Mar 07 2018 09:04 PM - edited Mar 07 2018 09:28 PM
Is there a page somewhere that describes the differences between ATA, Azure ATP, Windows Defender ATP and what you can get deploying Azure Security Center with on-prem agents. I'll admit, even as someone who works on security courses for MSFT, working out which product is appropriate for a given scenario tends to feel a little like deciphering a complicated puzzle.
Mar 08 2018 03:30 AM
SolutionOrin,
Not specifically.
ATA and Azure ATP are UEBA products focused on user behavior. ATA is on-prem and Azure ATP is cloud based. its a one or other choice.
WD ATP is Endpoint Detection and Response. It is cloud based as well.
Azure Security Center is a Cloud Workload Protection Product. This is focused on protecting azure workloads but we extended to help with on-prem workloads. it will have a WDATP integration for servers.

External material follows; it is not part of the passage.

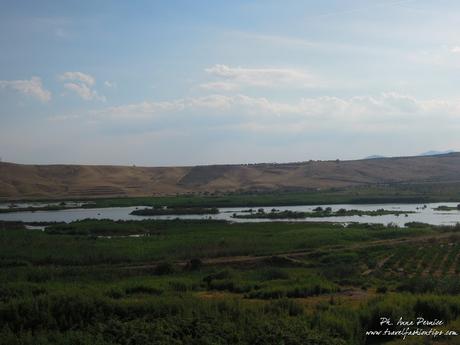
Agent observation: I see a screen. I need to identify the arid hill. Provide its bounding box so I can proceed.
[0,153,460,199]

To state more simply. ATA and Azure ATP is an OR choice. Likely you would want Azure ATP + WD ATP + Azure security center enabled for your environments as they continue to integrate more and more.
Mar 08 2018 03:39 AM
Okay thanks. We've got a module on ATA, ATP and Azure Security Center in the 20744 Microsoft Official Curriculum so it looks like I'll have to add a lesson on Azure ATP as well next time we revise it (I'm kicking myself that I hadn't noticed the product prior to today and I really should have seeing I follow Adam on twitter). Even for someone who keeps an eye on these things, it can be hard to keep track!
Apr 25 2018 11:11 PM
Thanks Orin,
I had the same Question ;)
Apart from the list you had in the Subject line there's also Office ATP
Regards,
Dave Caddick
Feb 05 2019 01:42 AM
Aug 12 2019 09:07 AM
@ Nichola Dicola.
Thank you for taking out time to clarify on this. One more question, I understand azure security centre standard subscription contains Azure ATP features as well, does it make sense to rather subscribe for my WDATP + ASC to have my full end to end enterprise security solution?
Aug 12 2019 11:16 AM
This is not correct.
MDATP is a endpoint EDR.
AATP is UEBA and dectection for AD based identity attacks.
You need both.
Aug 12 2019 11:17 AM
Hi
i think you mean aSC includes MDATP.
we recommend customers licenes client OS via M365. For servers, you use ASC to get MDATP on servers.